Building Switchboard: Technical Architecture Behind Intelligent AI Routing
Building a platform that intelligently routes prompts across 40+ AI models whilst maintaining sub-second response times requires careful architectural decisions. Here's how we built Switchboard's backend to handle millions of requests whilst ensuring reliability, scalability, and seamless user experience.
Hybrid Architecture: Best of Both Worlds
I think we can all agree that FastAPI is amazing, especially when making the most of its async functionality. This powers the backbone of our backend allowing us to scale to thousands of users without breaking the bank. In terms of deployment, we leverage GCP's Cloud Run to host our Python backend. This lets us scale horizontally, only pay for the resources we use and makes managing our infrastructure really seamless. Many engineering teams opt for a Kubernetes deployment, and whilst that's not to say we would never consider one in the future, at our current stage in our company's lifecycle speed and adaptability are key.
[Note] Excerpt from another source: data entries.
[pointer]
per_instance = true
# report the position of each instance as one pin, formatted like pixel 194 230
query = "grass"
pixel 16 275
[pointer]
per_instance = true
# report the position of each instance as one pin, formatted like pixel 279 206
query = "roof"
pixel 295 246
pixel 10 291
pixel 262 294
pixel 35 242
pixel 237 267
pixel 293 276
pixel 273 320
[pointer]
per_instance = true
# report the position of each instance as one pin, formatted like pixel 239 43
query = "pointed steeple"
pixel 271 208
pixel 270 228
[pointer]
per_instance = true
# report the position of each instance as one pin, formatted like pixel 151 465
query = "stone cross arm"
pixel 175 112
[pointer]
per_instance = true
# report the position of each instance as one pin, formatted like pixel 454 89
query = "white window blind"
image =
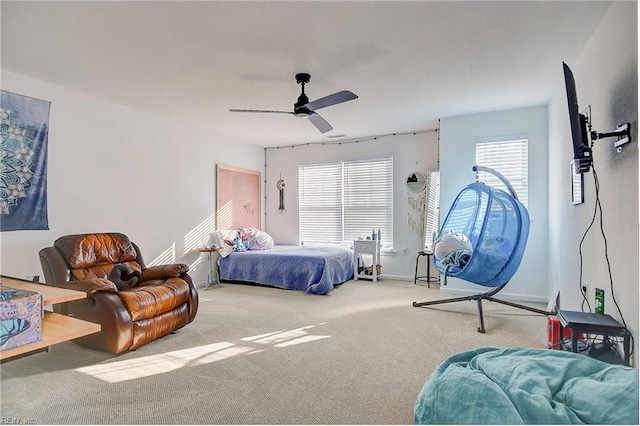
pixel 433 208
pixel 343 201
pixel 511 159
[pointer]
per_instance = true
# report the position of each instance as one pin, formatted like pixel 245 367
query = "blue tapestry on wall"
pixel 24 133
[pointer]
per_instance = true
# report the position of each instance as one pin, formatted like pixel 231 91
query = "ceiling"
pixel 410 62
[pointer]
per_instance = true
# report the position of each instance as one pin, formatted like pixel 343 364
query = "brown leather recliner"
pixel 133 304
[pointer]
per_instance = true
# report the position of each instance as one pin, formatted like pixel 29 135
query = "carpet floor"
pixel 257 355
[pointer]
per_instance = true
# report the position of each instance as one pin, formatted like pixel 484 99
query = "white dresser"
pixel 371 250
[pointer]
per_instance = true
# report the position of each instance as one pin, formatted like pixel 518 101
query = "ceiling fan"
pixel 305 109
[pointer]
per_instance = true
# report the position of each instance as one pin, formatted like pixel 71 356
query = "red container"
pixel 553 333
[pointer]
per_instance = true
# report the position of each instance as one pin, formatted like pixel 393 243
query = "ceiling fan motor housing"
pixel 298 107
For our database, we have opted for a GCP Cloud SQL Postgres cluster (If you couldn't tell, we quite like GCP). Whilst there are other options that would let us integrate a database without having to worry about scaling in the future (like Firebase Firestore, Spanner, etc.), we reckon that if a scalable Postgres cluster is good enough for Notion, it's good enough for us!
Firebase for Authentication
We chose Firebase Authentication for its reliability and ease of integration, but extended it with a sophisticated backend validation system. When users authenticate through Firebase, they receive JWT tokens that our Python backend validates on every request.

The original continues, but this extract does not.